2011 Volume 140 Pages 89-116
This paper, based on the analysis of a corpus made up of the minutes of the National Diet of Japan since 1947, investigates the diachronic shift in the cooccurrence patterns between a noun denoting a gradable property (a complex noun formed of a 2-letter Sino-Japanese base and a suffix such as -sei ‘-ness’, -ritu ‘rate’, -do ‘degree’, -ryō ‘quantity’, or -ryoku ‘power’) and a scalar adjectival (like ōkī ‘large’, ōi ‘many’, tuyoi ‘strong’, takai ‘high’ / tīsai ‘small’, sukunai ‘few’, yowai ‘weak’, hikui ‘low’) as they form a subject-predicate collocation.

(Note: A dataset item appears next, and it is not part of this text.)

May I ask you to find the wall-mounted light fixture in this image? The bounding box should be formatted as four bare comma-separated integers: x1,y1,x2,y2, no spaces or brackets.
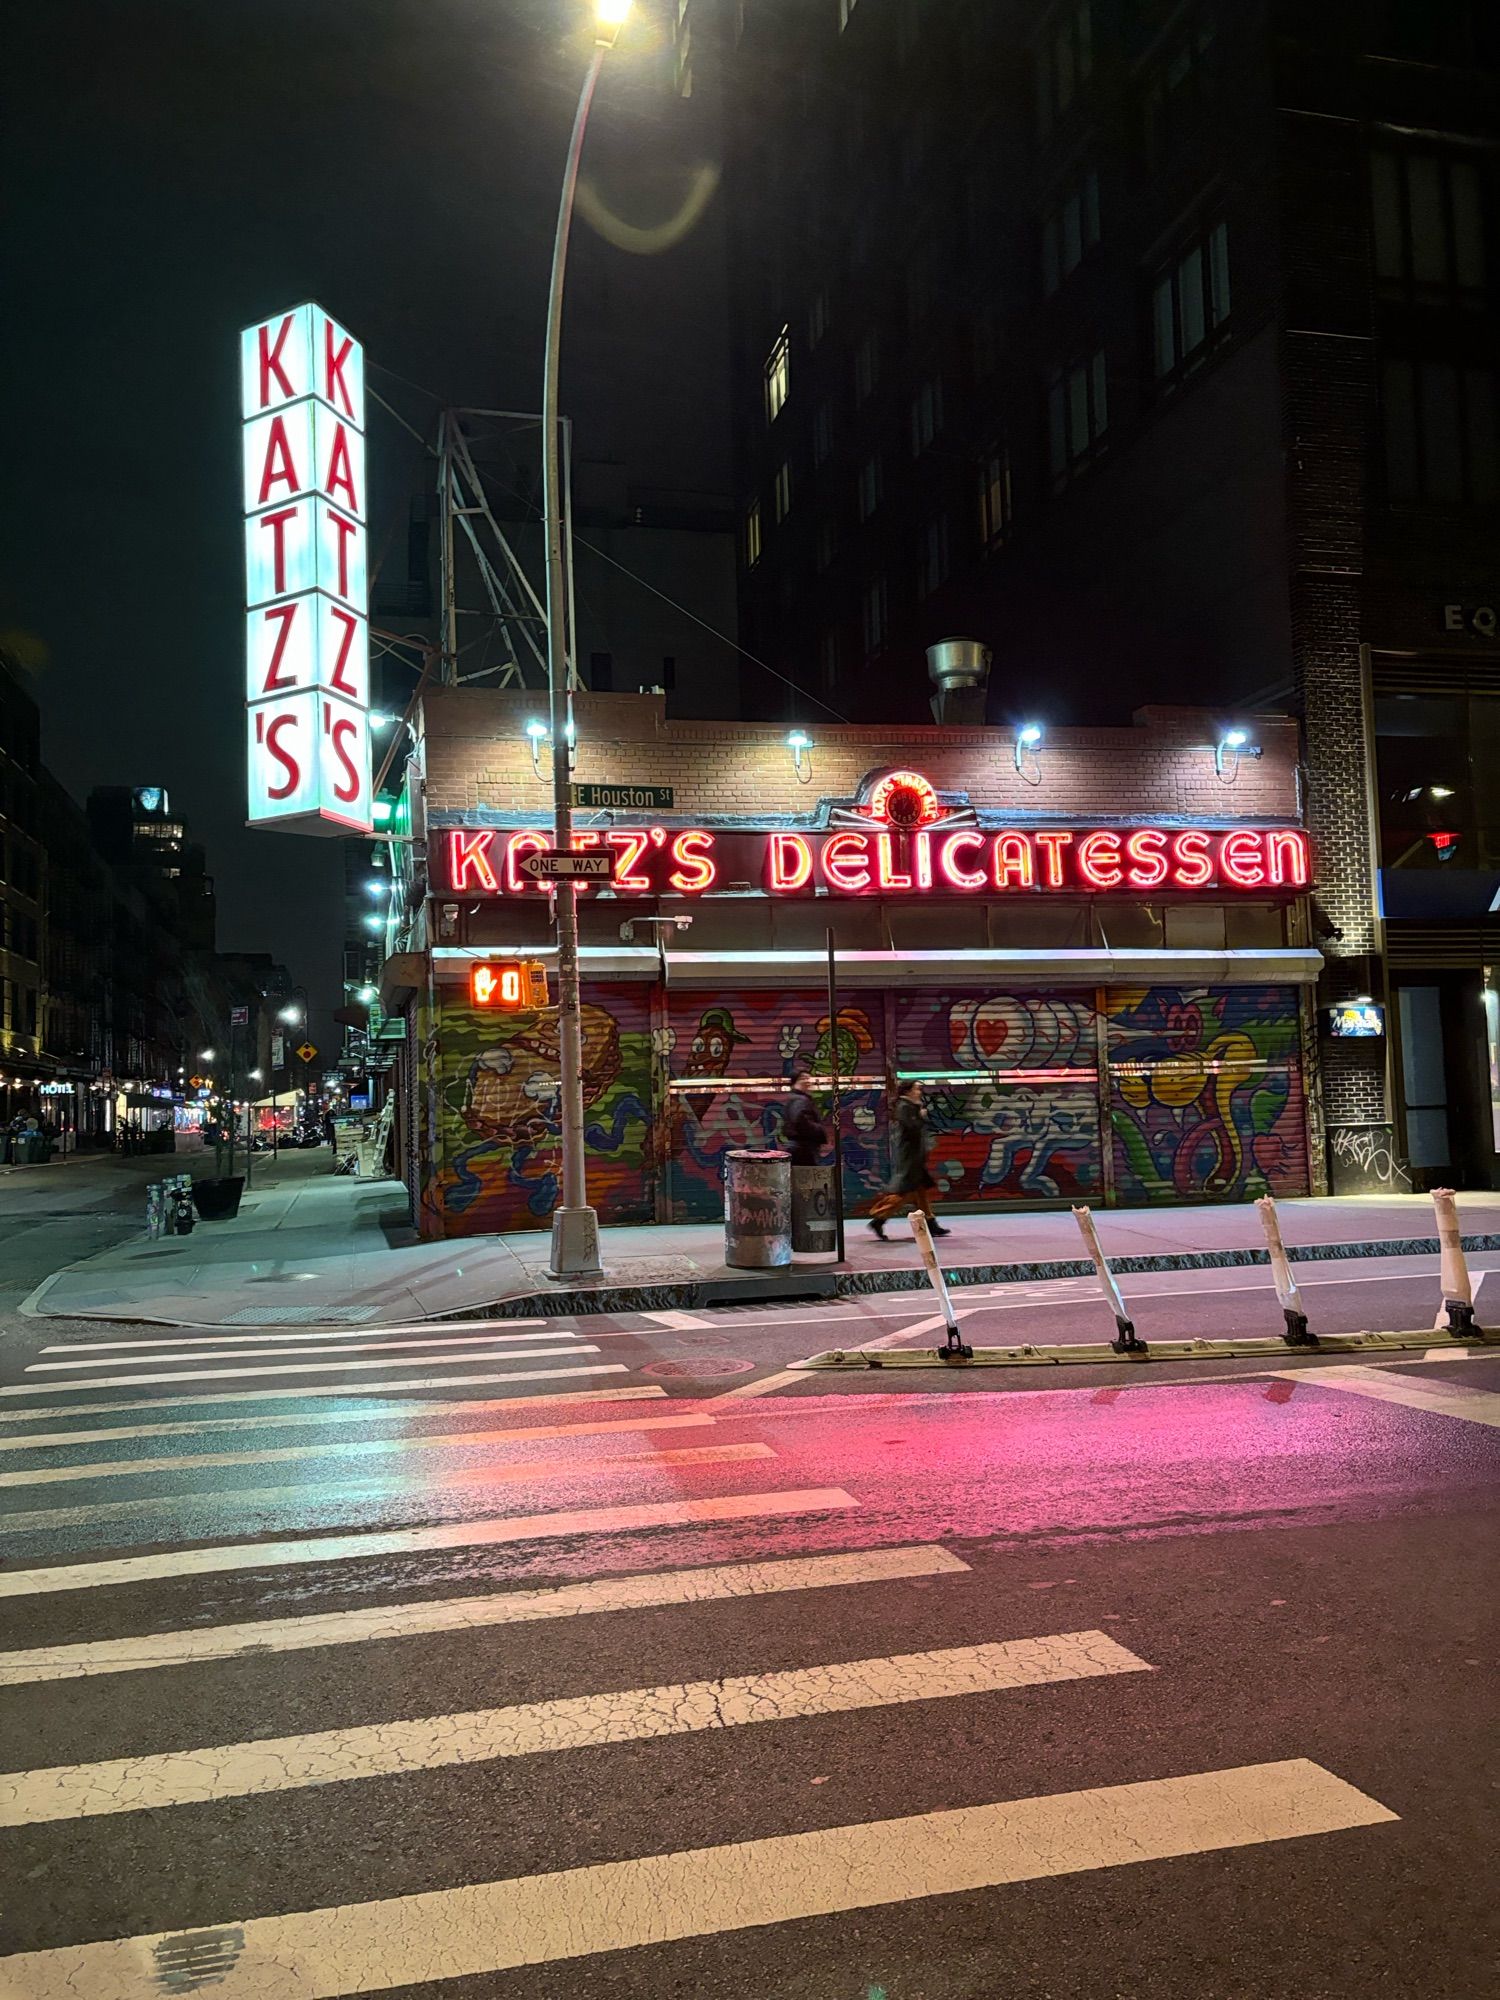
1015,722,1043,780
525,717,549,779
1214,727,1262,779
787,729,813,782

As far as the nouns appearing in the corpus with sufficiently high frequency are concerned, the following observations hold. Many nouns of the form -sei, -ritu, or -do show an increased preference for takai among the positve scalar adjectivals diacrhonically. Also, some nouns of the same form show an increased preference for hikui among the negative scalar adjectivals, seemingly corresponding to the shift mentioned above. On the other hand, nouns of the form -ryoo or -ryoku show no remarkable change in the preference patterns for the scalar adjectivals. These observations lead to the speculation that a change is in progress to the effect that takai is predominantly used for representing the positve values for the properties denoted by the nouns of the form X-sei, X-ritu, or X-do.